Eritrea has pulled troops back from its heavily militarised border with Ethiopia as a “gesture of reconciliation”, the pro-government Eritrean Press agency said on its Facebook page.
There was no immediate confirmation from the government in Asmara, but the move would be consistent with rapidly improving ties between the Horn of Africa neighbours, whose 1998 war killed tens of thousands and led to two decades of military stalemate.
Ethiopia’s Prime Minister Abiy Ahmed and Eritrea’s President Isaias Afwerki signed an agreement in Asmara on July 9 to restore ties and have since taken steps to put it into practice including reopening embassies in each other’s countries.
“It is imperative for all those who care about the long-term stability and economic viability of the region to do everything they can to help the two countries move beyond the senseless war that wrought so much suffering on both peoples,” the agency said.
Earlier on Thursday, Ethiopia appointed its first ambassador to Eritrea in two decades, the state-affiliated Fana news agency said. An online report from Fana said Redwan Hussien, formerly Ethiopian ambassador to Ireland, had become Addis Ababa’s representative in Asmara.
Abiy became prime minister in April and said he wanted to implement a peace deal that ended the war. The surprise decision was part of a broader effort to reform economics and politics in Ethiopia, the second-most populous country in Africa and East Africa’s largest economy.

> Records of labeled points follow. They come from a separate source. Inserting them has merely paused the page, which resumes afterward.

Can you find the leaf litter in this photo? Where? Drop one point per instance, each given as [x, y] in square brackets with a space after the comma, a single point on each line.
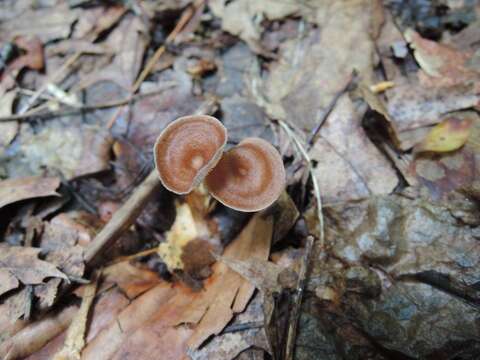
[373, 106]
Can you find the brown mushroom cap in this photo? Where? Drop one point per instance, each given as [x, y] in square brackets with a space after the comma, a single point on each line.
[249, 177]
[187, 149]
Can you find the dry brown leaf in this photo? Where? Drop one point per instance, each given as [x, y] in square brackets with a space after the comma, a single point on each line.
[348, 165]
[239, 17]
[133, 280]
[34, 336]
[441, 61]
[75, 339]
[315, 67]
[47, 23]
[440, 174]
[129, 39]
[96, 20]
[133, 317]
[245, 333]
[413, 106]
[170, 318]
[14, 190]
[21, 264]
[227, 294]
[74, 150]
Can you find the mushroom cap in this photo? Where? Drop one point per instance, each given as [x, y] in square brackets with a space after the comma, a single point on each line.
[187, 149]
[249, 177]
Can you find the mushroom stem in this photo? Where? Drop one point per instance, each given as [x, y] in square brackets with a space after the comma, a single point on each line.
[123, 218]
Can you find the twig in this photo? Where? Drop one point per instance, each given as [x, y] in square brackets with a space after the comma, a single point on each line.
[76, 110]
[329, 110]
[131, 209]
[56, 76]
[298, 297]
[123, 218]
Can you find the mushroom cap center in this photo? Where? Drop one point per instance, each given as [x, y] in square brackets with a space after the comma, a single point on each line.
[197, 162]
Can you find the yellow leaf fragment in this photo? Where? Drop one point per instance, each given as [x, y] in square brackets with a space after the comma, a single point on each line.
[381, 86]
[451, 134]
[75, 339]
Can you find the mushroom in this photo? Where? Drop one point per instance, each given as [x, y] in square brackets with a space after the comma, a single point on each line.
[187, 149]
[249, 177]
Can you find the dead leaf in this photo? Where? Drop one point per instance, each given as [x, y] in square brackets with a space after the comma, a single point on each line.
[48, 23]
[227, 295]
[441, 61]
[440, 174]
[75, 339]
[350, 169]
[22, 264]
[240, 17]
[315, 67]
[412, 106]
[14, 190]
[133, 280]
[35, 335]
[94, 21]
[243, 333]
[449, 135]
[19, 303]
[169, 318]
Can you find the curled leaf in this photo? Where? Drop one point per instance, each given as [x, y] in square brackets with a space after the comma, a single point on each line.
[451, 134]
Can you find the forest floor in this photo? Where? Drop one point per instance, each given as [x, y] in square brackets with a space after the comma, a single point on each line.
[371, 252]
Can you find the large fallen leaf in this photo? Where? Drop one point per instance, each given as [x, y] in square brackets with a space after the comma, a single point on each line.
[451, 134]
[348, 165]
[133, 280]
[34, 336]
[14, 190]
[241, 336]
[315, 67]
[129, 39]
[413, 106]
[170, 319]
[21, 264]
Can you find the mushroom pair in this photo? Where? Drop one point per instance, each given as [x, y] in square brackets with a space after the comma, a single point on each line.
[189, 151]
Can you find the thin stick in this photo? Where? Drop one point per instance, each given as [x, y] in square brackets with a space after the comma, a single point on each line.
[123, 218]
[184, 19]
[298, 297]
[114, 103]
[57, 75]
[329, 109]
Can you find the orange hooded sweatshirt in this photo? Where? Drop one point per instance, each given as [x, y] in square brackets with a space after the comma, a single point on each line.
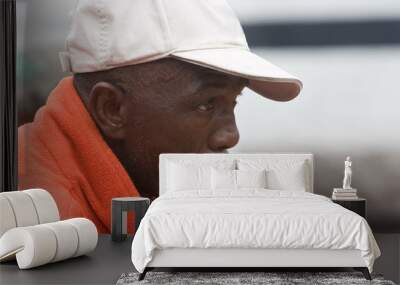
[63, 152]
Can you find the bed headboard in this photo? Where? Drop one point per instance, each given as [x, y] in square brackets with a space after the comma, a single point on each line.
[165, 158]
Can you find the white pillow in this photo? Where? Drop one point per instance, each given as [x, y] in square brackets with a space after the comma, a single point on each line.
[251, 178]
[281, 174]
[223, 179]
[184, 177]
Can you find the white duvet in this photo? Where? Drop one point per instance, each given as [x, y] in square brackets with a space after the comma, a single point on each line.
[250, 219]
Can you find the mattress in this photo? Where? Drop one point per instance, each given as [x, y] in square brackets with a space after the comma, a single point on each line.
[251, 218]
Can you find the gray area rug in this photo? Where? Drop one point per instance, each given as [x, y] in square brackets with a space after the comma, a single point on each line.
[231, 278]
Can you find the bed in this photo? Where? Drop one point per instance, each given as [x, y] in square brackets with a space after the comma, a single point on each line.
[246, 211]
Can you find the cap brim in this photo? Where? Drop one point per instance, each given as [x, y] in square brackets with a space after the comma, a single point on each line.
[265, 78]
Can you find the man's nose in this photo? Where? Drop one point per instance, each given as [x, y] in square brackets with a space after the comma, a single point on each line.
[224, 138]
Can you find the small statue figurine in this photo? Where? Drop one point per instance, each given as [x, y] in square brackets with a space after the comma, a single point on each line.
[347, 174]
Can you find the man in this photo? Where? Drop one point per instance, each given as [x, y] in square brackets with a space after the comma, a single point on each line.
[148, 78]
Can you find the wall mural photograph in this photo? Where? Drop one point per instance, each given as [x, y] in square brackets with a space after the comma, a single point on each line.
[199, 141]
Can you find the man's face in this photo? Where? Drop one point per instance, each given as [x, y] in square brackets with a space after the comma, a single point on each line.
[182, 108]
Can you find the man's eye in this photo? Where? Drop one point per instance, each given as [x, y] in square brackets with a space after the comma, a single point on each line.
[205, 107]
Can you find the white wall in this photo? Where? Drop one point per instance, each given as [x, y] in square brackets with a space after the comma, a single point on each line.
[350, 105]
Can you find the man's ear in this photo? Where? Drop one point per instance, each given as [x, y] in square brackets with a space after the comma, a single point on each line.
[108, 107]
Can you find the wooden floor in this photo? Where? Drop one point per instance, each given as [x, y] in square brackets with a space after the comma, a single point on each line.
[389, 262]
[110, 260]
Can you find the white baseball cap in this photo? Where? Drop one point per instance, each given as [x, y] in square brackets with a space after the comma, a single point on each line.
[107, 34]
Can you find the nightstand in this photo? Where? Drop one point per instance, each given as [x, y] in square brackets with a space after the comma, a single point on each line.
[119, 208]
[358, 206]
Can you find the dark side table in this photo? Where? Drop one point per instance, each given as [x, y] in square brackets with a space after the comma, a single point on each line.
[358, 206]
[119, 209]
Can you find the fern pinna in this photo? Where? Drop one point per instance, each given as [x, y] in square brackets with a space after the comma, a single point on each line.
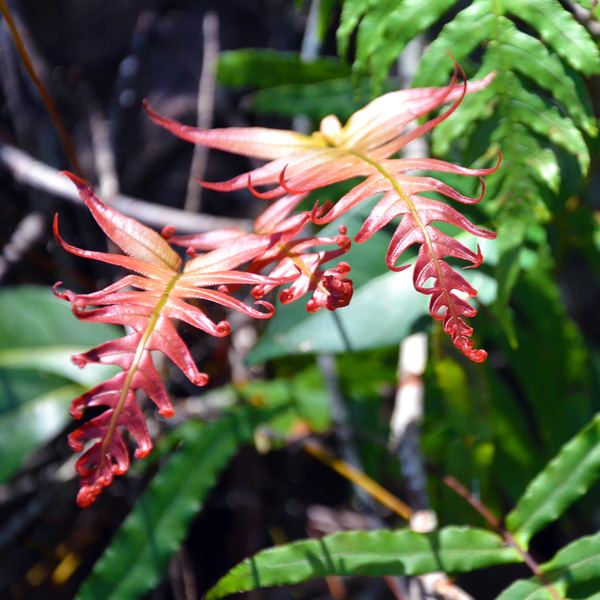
[298, 165]
[161, 288]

The reforms included releasing thousands of political prisoners, a big step in a tightly controlled country ruled by a coalition of parties that drove the previous regime from power in 1991.
Better relations between the two countries could eventually give landlocked Ethiopia access to Eritrea’s ports and lay the groundwork for an easing of the political isolation of Eritrea.
Both leaders have visited each other, and Isaias this week reopened his country’s embassy in Addis Ababa.
Ethiopia’s national carrier Ethiopia Airlines on Wednesday made its first flight to Asmara in two decades and was greeted by dancers waving flags and flowers as families separated for decades had emotional reunions.